While we still expect returns for our stocks to exceed bond returns by a healthy 4-5% margin over the next few years, both asset classes offer somewhat compressed returns due to higher valuations since the beginning of the year. Unlike the last several years, the earnings yield on stocks is no longer highly compelling relative to the yield offered on corporate bonds, which justifies only a modest overweight to stocks. In our Balanced Fund, we have taken opportunities to trim our overweighting in stocks slightly, taking some profits over the last six months.
Canadian Equity Fund
The Canadian stock market has enjoyed healthy returns over the past several years. However, it is worth noting that on June 18, 2014, the TSX Composite Price Index finally regained its previous record close set six years earlier in June 2008. So despite the prevailing sentiment that the current bull market might be long in the tooth, the reality is that we have only just recovered from the market decline of 2008 and 2009.

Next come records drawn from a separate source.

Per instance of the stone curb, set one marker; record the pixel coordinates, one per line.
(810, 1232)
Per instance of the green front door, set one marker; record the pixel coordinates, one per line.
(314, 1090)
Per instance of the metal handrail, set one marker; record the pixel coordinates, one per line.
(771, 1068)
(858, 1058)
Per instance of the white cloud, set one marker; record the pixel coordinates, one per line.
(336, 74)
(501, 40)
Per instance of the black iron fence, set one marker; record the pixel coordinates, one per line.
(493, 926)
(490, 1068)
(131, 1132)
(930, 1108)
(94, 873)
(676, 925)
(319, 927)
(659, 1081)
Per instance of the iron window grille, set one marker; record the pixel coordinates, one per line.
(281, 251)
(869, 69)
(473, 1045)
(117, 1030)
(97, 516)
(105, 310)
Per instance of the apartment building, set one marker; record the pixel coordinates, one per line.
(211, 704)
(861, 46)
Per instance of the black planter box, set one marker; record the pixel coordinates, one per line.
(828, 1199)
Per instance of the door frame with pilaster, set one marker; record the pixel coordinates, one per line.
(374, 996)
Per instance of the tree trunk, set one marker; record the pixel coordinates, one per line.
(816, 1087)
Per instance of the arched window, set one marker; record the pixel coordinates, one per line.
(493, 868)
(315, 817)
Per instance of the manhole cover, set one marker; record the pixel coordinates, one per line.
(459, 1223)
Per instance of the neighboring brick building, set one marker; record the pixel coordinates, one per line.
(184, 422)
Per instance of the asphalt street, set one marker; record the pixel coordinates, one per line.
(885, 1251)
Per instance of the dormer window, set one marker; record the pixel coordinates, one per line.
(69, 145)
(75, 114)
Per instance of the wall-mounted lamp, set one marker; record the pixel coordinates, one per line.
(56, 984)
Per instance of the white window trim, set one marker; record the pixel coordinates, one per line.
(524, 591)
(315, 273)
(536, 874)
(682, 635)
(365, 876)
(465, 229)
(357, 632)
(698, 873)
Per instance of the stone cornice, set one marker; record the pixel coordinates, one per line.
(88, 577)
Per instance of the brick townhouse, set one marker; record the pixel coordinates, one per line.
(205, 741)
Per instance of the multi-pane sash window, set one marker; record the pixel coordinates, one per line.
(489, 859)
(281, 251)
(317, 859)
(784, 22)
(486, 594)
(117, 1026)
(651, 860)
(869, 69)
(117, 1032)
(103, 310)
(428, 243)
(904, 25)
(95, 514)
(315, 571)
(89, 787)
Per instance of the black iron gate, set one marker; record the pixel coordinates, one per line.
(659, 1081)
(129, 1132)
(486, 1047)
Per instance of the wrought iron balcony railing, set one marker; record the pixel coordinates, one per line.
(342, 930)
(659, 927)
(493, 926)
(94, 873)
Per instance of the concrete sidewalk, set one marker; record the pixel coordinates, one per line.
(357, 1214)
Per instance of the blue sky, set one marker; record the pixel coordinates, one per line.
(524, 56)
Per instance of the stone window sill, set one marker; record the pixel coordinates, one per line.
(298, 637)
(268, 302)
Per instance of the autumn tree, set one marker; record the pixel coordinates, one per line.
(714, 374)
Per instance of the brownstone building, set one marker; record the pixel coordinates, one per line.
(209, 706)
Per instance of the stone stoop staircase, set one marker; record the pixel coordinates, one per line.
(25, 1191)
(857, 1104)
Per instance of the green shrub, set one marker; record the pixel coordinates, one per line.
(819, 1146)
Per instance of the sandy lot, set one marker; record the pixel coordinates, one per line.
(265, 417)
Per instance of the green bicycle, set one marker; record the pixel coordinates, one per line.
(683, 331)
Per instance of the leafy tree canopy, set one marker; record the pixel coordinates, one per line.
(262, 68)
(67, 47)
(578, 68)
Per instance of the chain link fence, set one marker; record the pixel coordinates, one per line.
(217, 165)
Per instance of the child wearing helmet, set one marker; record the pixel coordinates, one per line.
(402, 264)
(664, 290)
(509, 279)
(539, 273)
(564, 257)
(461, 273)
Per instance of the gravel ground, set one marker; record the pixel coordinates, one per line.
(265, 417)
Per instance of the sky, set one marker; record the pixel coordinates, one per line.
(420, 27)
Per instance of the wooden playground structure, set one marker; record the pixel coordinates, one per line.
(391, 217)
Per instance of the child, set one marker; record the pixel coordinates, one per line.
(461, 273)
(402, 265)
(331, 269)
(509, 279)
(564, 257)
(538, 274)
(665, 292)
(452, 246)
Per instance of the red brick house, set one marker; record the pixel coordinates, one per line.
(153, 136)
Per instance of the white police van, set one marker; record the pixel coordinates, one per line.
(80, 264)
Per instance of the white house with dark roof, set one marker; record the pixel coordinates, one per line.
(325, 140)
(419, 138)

The TSX Composite Index continued its strong performance in the second quarter of 2014, rising 6.4%. Global equity market performance was also generally robust, as investors gained confidence in the U.S. economy and a European recovery, while fears of an emerging markets meltdown faded. Faced with very low interest rates and supportive economic news, investors continued to view equity assets as attractive and pushed prices higher.
Our Canadian Equity Fund delivered a solid performance in the second quarter, gaining 5.6% after fees and expenses. Continuing from their strong first quarter, oil and gas stocks led the way with large gains from several holdings including NuVista Energy (TSX:NVA) and Cardinal Energy (TSX:CJ). A new addition to our Fund, PrairieSky Royalty Ltd. (TSX:PSK), topped the list of individual stock performers, gaining 39% from the company’s initial public offering (“IPO”) at the end of May. For the Energy sector overall, however, stock selection was a slight drag on performance in the second quarter.
Stock selection also hurt performance in the Industrials and Consumer Discretionary sectors, as Finning International (TSX:FTT), Hudson’s Bay (TSX:HBC) and Bombardier Recreational Products (TSX:DOO) declined in otherwise strong sectors. While less of a factor than in many recent quarters, gold stocks, of which you own none, generally outperformed the base metals, fertilizer and lumber stocks in your portfolio.
Having no Health Care or Telecommunications companies helped relative performance, as those groups were the worst performers amongst the TSX sectors. Finally, Saputo’s () strong performance in the otherwise weak Consumer Staples sector added significantly to performance.
In summary, Our Canadian Equity Fund has enjoyed a strong first half of 2014. Despite this performance, we believe that prospective returns remain attractive over a three-year investment time horizon.